Indecision, indecision

My one friend describes her attention span like a dog that whips his head around at every noise, hunting for a squirrel. But the dog never gets the squirrel because as soon as he locks in on one, he finds another.

I identified with her analogy from time to time, but, ultimately, I consider myself focused person for the most part. But, as of today, I’m grappling with my old frienemy, Indecision. So I’ve invited him as a guest here this afternoon. Indecision, why don’t you tell everyone why you’re here?

Indecision: It’s almost November, so it’s time once again for you to crank out 50,000 words in 30 days.

Me: Yes, and I had a plan for that… well, I had characters and some scenes written out.

Indecision: I know, but, hear me out, that short story you wrote was awesome. I mean, it’s that kind of high concept, non-dystopian future story that agents and publishers are looking for right now.

Me: All right, so you think that I should abandon Patient 292 in favor of… What’s our working title here, Vera the Virus? Maybe just Viral or Virus? Or how about a play on words like Going Viral?

Indecision: O.K., do you really think I’m the right person to come to for advice on your title?
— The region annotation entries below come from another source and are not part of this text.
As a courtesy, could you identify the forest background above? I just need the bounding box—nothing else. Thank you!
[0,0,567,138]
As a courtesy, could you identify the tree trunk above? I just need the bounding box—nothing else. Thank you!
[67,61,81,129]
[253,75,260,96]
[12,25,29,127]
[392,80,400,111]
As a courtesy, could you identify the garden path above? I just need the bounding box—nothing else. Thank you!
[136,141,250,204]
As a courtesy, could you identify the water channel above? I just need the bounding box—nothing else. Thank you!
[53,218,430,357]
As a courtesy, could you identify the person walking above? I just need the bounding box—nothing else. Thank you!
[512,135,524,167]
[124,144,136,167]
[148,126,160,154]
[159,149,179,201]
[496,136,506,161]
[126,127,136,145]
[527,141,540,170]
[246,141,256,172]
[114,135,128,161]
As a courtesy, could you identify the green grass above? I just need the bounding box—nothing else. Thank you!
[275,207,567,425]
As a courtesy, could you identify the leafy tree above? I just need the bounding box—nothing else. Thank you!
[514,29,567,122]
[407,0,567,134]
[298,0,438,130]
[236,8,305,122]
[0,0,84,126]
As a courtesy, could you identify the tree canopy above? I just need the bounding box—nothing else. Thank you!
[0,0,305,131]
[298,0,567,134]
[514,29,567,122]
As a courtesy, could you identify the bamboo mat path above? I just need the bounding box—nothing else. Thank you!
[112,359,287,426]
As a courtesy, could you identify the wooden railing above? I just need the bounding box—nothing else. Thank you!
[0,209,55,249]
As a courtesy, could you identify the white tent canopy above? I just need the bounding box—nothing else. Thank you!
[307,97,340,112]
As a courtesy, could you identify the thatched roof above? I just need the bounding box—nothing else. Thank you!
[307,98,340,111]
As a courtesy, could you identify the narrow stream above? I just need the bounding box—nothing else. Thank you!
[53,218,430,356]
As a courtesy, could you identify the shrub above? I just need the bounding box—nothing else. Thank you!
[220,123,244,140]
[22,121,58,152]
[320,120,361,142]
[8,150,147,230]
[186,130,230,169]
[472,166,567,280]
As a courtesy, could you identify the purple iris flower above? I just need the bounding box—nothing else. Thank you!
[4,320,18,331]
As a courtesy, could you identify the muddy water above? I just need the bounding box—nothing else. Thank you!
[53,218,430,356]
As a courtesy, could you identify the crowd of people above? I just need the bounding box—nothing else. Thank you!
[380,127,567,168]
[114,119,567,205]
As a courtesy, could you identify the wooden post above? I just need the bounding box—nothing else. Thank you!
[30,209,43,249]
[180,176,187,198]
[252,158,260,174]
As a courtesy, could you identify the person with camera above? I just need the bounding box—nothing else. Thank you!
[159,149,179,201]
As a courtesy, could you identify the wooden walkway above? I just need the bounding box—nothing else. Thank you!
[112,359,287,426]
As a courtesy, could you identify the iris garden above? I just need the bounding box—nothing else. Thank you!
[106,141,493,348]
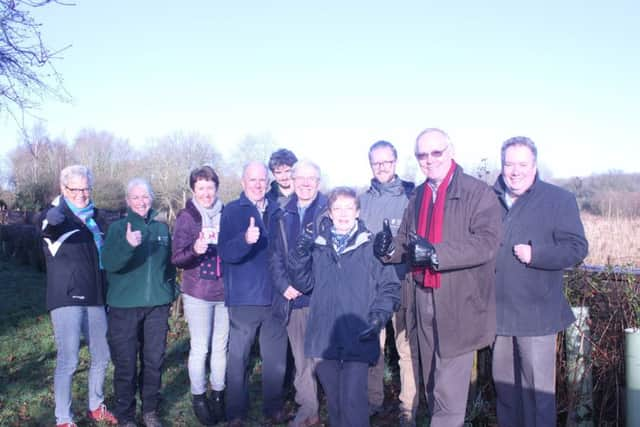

But to answer your first question, I’m not sure. See, you know at least the two main characters intimately in Patient 292, it’s a part of your Regrettable series and it’s important to keep that ball rolling, and you already know how you want it to end.

Me: If it’s important to develop my Regrettable series, then why shouldn’t I just write Patient 292?

Indecision: Because Virus or whatever might be the proverbial “one” that puts you on mainstream bookshelves. Its futuristic setting is a little more popular with the masses, because, let’s face it, steampunk is cool, but it’s pretty niche. Once your name is out there, people will find your quirkier material.

Me: But shouldn’t I write for me and not the market? Wasn’t that the whole point when I started?

Indecision: The virus story was for you. When you wrote it, you thought you wouldn’t show it to anyone, you just needed to get it out.

Me: You make good arguments, but it’s time for you to go so I can get to actually making a decision.

Well folks, in conclusion, Indecision isn’t evil, he’s just misguided. Indecision can help you find and explore new ideas and eventually lead you to where you want to go, but you can’t follow him forever. You’ve got to carve out your own path.